This pluviometer collects ash erupted by the volcano and washed to the ground by rain.
From destroyed buildings at Blackburne Airport Locko and Roby observe the volcano.
The team observe the ash cloud drifting towards the ghost town of Plymouth.
Tappy digs a deep hole into the thick layer of ash where we will place the wideband seismometer of the MULTIMO project.
Strong hands are a must for volcanologists just as much as are smart minds...
The wideband seismometer is in place: since it records waves in three dimensions it must be precisely aligned to the North.
It alsomust be placed deeply, making Locko's work hard.
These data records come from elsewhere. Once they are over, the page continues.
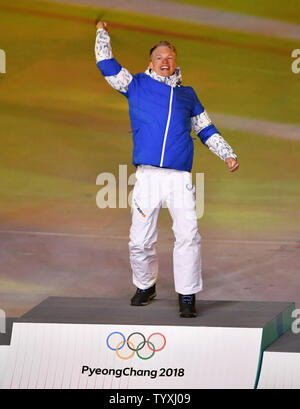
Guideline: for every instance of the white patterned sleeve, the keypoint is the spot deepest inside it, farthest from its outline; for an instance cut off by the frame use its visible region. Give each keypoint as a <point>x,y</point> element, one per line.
<point>121,77</point>
<point>215,142</point>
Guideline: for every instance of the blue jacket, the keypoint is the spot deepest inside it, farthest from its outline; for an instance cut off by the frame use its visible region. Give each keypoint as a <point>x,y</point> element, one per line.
<point>160,120</point>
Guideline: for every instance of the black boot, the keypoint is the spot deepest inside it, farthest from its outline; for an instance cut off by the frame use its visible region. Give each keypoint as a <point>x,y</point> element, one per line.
<point>143,297</point>
<point>187,305</point>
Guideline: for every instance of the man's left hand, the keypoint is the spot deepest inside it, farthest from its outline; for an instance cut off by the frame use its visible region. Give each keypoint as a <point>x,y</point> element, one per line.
<point>232,164</point>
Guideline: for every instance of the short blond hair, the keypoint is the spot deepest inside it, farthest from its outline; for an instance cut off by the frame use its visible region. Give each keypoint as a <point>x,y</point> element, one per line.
<point>163,43</point>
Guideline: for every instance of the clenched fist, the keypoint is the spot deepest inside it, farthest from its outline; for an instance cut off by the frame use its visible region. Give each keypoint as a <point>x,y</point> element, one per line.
<point>101,24</point>
<point>232,164</point>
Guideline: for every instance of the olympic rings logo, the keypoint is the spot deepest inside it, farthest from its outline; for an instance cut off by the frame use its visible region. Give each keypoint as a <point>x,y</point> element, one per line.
<point>135,343</point>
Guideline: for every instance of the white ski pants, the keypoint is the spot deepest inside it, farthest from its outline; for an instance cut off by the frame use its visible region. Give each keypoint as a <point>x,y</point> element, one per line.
<point>153,187</point>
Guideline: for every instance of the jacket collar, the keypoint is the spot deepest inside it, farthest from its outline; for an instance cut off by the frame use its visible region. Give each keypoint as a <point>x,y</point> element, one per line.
<point>173,80</point>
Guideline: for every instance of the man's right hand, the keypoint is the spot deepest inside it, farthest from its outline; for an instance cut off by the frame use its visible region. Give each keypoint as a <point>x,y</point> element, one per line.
<point>101,24</point>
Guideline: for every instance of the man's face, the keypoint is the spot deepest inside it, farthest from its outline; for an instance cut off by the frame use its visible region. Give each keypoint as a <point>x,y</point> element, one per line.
<point>163,61</point>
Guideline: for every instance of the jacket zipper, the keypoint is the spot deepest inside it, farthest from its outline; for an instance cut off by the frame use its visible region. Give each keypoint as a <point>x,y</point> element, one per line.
<point>167,129</point>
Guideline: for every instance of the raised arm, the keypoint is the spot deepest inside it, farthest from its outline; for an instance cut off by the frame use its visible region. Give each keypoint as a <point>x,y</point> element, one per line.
<point>210,136</point>
<point>117,76</point>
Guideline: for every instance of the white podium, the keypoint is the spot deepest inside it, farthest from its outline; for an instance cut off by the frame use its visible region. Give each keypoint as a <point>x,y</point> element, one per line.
<point>78,343</point>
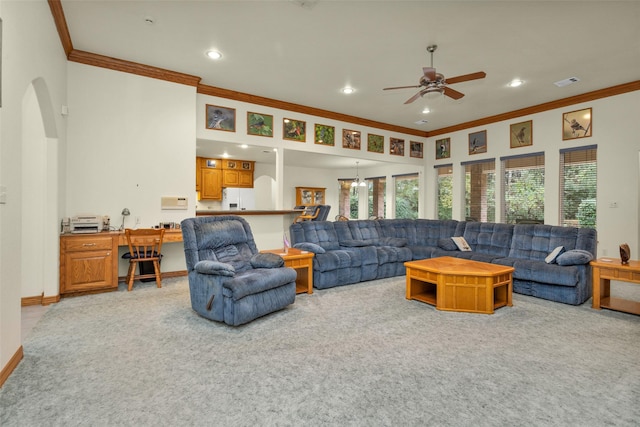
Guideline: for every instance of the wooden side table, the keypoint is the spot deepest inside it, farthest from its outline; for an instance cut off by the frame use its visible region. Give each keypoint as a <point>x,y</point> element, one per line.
<point>604,271</point>
<point>302,262</point>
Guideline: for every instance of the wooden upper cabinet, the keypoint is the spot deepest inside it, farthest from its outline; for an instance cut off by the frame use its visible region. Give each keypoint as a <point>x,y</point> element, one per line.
<point>237,173</point>
<point>212,175</point>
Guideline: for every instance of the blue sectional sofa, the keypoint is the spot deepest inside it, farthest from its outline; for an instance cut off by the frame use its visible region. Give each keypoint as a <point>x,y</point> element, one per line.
<point>355,251</point>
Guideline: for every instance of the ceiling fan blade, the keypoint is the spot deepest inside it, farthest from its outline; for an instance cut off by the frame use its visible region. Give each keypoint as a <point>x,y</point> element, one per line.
<point>467,77</point>
<point>452,93</point>
<point>429,73</point>
<point>413,98</point>
<point>400,87</point>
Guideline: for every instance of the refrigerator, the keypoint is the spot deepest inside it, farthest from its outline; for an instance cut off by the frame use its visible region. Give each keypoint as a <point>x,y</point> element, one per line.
<point>238,199</point>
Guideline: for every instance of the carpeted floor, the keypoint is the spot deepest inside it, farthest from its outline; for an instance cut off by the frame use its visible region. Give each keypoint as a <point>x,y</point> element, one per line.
<point>356,355</point>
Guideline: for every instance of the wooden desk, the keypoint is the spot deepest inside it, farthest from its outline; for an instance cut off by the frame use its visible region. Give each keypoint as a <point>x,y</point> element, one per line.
<point>604,271</point>
<point>89,262</point>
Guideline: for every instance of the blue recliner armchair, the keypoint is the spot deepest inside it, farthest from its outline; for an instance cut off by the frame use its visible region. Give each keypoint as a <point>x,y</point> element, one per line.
<point>229,280</point>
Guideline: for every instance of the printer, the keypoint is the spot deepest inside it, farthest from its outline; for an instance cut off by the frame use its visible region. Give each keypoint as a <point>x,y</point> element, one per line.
<point>86,224</point>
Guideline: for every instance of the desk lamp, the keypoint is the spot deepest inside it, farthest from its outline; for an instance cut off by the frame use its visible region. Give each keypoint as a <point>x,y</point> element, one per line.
<point>125,213</point>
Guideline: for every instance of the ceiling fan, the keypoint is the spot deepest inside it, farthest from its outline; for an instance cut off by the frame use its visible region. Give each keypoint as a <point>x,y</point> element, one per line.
<point>431,81</point>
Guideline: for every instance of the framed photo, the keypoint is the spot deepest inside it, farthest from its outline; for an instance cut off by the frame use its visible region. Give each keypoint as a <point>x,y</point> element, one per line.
<point>259,124</point>
<point>576,124</point>
<point>325,135</point>
<point>221,118</point>
<point>396,147</point>
<point>294,130</point>
<point>521,134</point>
<point>416,149</point>
<point>443,148</point>
<point>375,143</point>
<point>478,142</point>
<point>351,139</point>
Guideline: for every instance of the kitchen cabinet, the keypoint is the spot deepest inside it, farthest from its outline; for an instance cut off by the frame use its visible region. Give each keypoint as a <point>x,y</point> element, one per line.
<point>237,173</point>
<point>309,196</point>
<point>88,263</point>
<point>212,175</point>
<point>209,178</point>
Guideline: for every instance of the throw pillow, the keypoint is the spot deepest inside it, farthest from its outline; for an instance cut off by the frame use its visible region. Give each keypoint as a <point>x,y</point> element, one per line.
<point>266,261</point>
<point>574,257</point>
<point>461,243</point>
<point>356,243</point>
<point>214,267</point>
<point>550,259</point>
<point>447,244</point>
<point>393,241</point>
<point>311,247</point>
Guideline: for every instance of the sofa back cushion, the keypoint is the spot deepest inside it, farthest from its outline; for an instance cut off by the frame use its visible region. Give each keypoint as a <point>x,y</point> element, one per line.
<point>322,233</point>
<point>429,231</point>
<point>364,229</point>
<point>537,241</point>
<point>488,237</point>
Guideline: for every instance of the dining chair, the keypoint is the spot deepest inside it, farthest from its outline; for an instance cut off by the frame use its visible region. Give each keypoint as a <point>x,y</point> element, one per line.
<point>145,245</point>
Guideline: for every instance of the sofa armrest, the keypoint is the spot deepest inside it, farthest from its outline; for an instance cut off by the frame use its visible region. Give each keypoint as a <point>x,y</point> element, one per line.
<point>215,268</point>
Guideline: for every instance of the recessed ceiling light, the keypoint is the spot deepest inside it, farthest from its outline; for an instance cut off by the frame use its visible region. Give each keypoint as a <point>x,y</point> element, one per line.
<point>214,54</point>
<point>566,82</point>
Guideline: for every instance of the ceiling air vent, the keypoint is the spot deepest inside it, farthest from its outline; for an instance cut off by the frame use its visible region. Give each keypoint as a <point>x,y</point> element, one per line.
<point>567,82</point>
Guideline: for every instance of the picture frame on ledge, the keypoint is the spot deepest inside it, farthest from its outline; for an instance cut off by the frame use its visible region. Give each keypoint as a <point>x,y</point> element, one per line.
<point>220,118</point>
<point>576,124</point>
<point>478,142</point>
<point>375,143</point>
<point>325,135</point>
<point>351,139</point>
<point>396,147</point>
<point>416,149</point>
<point>260,124</point>
<point>521,134</point>
<point>443,148</point>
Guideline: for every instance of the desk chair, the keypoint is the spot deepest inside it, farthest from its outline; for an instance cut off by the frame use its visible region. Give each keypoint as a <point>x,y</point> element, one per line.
<point>145,245</point>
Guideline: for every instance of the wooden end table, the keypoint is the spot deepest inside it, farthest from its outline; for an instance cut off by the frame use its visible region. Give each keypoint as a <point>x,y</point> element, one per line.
<point>457,284</point>
<point>302,262</point>
<point>604,271</point>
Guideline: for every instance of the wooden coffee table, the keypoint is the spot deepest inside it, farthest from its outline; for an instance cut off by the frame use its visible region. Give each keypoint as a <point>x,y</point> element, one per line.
<point>302,262</point>
<point>456,284</point>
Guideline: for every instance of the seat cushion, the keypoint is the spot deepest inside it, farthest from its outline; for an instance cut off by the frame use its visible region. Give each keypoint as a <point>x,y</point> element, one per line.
<point>257,280</point>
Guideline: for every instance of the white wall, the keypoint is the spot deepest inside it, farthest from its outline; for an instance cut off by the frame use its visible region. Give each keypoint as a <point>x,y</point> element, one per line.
<point>613,132</point>
<point>31,52</point>
<point>131,140</point>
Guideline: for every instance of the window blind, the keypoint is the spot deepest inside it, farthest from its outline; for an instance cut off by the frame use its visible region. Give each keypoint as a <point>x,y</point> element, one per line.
<point>578,186</point>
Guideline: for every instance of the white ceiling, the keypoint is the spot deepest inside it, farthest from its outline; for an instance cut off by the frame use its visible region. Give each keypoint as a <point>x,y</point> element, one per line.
<point>304,52</point>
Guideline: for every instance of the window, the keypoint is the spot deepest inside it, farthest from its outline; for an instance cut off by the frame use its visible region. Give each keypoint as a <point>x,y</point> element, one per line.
<point>377,188</point>
<point>523,188</point>
<point>578,172</point>
<point>445,191</point>
<point>348,200</point>
<point>407,190</point>
<point>480,190</point>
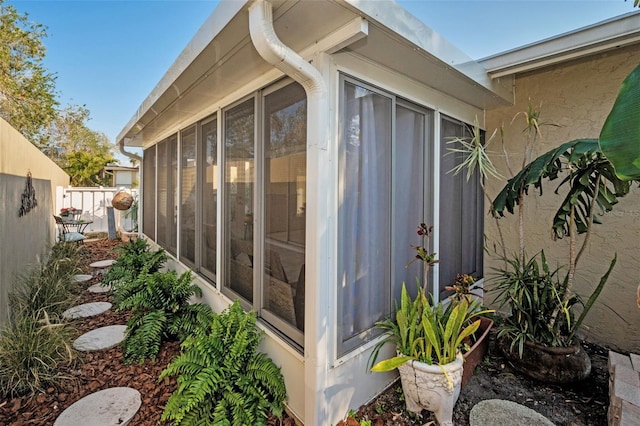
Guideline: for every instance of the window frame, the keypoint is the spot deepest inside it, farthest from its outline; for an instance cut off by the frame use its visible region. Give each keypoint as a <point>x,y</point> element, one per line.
<point>344,346</point>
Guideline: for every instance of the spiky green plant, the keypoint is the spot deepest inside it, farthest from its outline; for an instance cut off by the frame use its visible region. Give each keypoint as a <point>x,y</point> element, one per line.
<point>222,378</point>
<point>534,293</point>
<point>161,311</point>
<point>46,287</point>
<point>31,354</point>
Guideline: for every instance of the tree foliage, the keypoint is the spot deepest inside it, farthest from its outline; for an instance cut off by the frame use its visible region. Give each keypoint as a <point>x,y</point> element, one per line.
<point>28,103</point>
<point>27,89</point>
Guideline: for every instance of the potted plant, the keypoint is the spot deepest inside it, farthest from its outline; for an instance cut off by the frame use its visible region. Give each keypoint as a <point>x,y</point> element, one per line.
<point>428,338</point>
<point>465,288</point>
<point>540,336</point>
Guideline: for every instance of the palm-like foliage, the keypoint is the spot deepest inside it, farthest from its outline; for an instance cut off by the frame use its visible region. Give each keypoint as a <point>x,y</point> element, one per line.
<point>598,172</point>
<point>222,379</point>
<point>589,175</point>
<point>429,333</point>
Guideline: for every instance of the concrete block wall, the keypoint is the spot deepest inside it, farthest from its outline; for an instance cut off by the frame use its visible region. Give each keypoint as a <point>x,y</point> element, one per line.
<point>624,389</point>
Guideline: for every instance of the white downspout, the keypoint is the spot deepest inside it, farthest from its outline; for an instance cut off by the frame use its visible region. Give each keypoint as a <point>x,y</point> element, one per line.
<point>317,319</point>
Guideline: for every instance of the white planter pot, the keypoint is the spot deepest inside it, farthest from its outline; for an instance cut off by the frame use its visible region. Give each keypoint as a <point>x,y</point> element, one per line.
<point>432,387</point>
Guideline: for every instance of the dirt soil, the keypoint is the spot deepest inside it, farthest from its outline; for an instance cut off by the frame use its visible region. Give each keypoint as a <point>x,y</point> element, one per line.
<point>103,369</point>
<point>583,403</point>
<point>578,404</point>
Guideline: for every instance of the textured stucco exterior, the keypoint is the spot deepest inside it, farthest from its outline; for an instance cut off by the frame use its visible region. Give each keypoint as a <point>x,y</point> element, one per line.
<point>24,239</point>
<point>576,98</point>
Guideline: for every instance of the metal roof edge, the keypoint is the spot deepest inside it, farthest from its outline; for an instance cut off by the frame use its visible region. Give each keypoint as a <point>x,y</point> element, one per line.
<point>620,31</point>
<point>430,41</point>
<point>215,23</point>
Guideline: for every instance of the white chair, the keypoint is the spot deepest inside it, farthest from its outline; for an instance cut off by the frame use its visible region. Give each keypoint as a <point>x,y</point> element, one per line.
<point>66,234</point>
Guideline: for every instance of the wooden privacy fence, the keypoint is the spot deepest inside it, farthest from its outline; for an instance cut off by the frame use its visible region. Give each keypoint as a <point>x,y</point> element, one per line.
<point>93,203</point>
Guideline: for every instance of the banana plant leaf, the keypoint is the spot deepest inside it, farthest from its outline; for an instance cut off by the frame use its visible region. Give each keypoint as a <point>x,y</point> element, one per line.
<point>614,158</point>
<point>620,135</point>
<point>585,162</point>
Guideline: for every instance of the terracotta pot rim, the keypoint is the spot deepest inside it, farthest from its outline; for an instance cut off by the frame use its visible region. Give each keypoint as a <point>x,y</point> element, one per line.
<point>556,350</point>
<point>487,324</point>
<point>437,368</point>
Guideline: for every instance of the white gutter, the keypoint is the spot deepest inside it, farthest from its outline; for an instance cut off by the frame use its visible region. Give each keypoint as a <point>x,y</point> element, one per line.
<point>131,155</point>
<point>289,62</point>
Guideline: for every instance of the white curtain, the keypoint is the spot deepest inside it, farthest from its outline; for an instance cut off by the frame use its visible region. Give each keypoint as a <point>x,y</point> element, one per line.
<point>408,197</point>
<point>365,211</point>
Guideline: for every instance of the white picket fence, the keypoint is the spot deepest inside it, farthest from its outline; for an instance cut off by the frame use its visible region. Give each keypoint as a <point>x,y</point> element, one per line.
<point>93,203</point>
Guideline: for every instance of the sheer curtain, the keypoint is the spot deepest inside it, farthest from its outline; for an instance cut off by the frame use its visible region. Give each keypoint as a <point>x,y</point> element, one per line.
<point>365,211</point>
<point>408,196</point>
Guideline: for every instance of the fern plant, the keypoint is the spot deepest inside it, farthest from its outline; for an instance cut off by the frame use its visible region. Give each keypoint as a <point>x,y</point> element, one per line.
<point>132,258</point>
<point>222,379</point>
<point>161,311</point>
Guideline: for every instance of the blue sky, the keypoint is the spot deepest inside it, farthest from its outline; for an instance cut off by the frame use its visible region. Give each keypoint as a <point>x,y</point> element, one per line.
<point>108,54</point>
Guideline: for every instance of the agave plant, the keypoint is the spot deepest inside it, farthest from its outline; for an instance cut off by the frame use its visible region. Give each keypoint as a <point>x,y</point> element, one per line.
<point>425,332</point>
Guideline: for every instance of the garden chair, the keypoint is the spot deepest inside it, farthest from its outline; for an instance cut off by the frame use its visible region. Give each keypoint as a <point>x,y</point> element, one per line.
<point>65,233</point>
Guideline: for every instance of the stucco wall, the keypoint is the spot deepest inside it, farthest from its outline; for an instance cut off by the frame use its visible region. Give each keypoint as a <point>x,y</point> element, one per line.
<point>24,239</point>
<point>577,97</point>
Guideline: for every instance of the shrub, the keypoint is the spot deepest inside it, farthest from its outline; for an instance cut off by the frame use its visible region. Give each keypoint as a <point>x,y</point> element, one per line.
<point>31,353</point>
<point>48,287</point>
<point>132,259</point>
<point>222,379</point>
<point>161,311</point>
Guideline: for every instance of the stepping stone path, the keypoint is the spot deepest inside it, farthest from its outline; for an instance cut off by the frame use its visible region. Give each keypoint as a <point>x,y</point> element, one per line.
<point>113,406</point>
<point>103,263</point>
<point>86,310</point>
<point>80,278</point>
<point>498,412</point>
<point>101,338</point>
<point>99,288</point>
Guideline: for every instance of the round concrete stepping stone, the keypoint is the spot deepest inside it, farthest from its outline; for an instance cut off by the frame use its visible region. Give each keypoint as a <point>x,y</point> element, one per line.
<point>86,310</point>
<point>113,406</point>
<point>101,338</point>
<point>103,263</point>
<point>499,412</point>
<point>99,288</point>
<point>80,278</point>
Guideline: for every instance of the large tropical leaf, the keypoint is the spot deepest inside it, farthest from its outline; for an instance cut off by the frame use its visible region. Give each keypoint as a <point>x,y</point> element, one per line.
<point>620,135</point>
<point>582,162</point>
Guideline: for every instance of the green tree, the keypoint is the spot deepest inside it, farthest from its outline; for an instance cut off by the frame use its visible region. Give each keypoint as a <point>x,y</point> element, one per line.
<point>84,168</point>
<point>27,89</point>
<point>68,133</point>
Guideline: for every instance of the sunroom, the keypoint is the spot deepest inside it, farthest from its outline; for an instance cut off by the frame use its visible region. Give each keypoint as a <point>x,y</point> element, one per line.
<point>290,153</point>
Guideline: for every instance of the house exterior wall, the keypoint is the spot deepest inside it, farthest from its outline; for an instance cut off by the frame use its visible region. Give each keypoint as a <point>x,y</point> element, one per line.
<point>32,235</point>
<point>322,385</point>
<point>576,98</point>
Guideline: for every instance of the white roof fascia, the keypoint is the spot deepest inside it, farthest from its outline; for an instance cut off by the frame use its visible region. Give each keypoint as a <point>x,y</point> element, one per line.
<point>214,24</point>
<point>623,30</point>
<point>392,16</point>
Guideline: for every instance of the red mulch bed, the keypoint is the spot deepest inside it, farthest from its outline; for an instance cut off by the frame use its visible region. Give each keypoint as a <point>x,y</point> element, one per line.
<point>95,371</point>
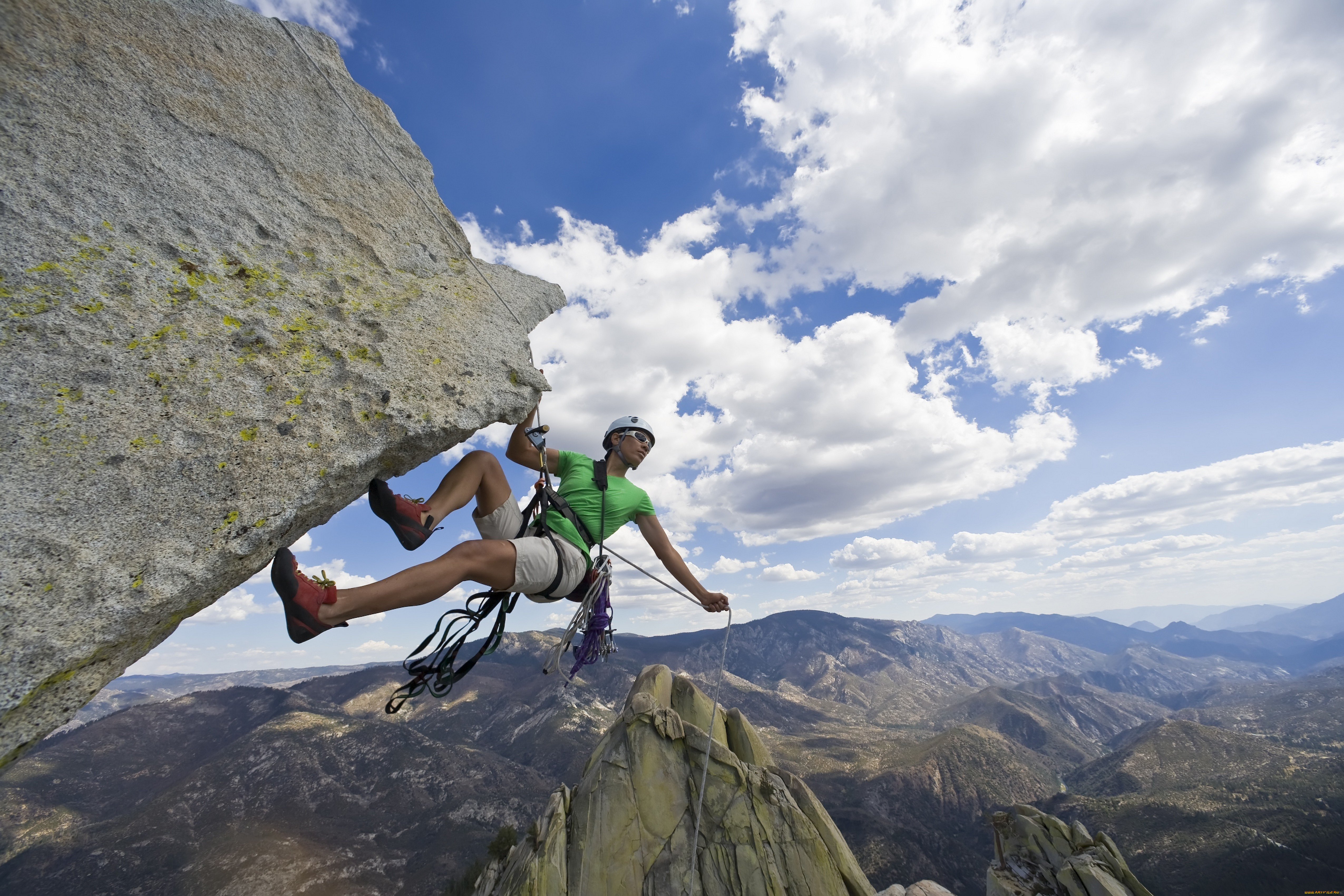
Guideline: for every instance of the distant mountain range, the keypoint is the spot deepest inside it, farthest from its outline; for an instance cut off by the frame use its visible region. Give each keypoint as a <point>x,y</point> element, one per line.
<point>908,733</point>
<point>1260,644</point>
<point>1316,621</point>
<point>1322,620</point>
<point>130,691</point>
He aligns the seimometer vertically by pressing ash around it.
Now that the seismometer is fixed in its final position it can be connected to the power source.
An array of pressimeters will register the pressure waves in the air.
Cables and even more cables will connect the pressimeters to power source and data collectors.
Using GPS Locko determines the exact position of each pressimeter along the array.
Below a burning tropical sun a volcanologist protects the acoustic sensors with covers able to transmit pressure waves.
A test pressure wave is used to check if all acoustic sensors are working properly.
Sometimes field work is great fun: Shadowing the computer screen from the bright tropical light.
A cloud passes in front of the sun, letting us observe the first seismic waves.
A geologist checks the activity of the volcano.
Volcanologists discuss the activity at the new Montserrat Volcano Observatory.
A volcanologist checks the volcano by binoculars from Jack Boy Hill.
One of the last analog seismometers at the Montserrat Volcano Observatory.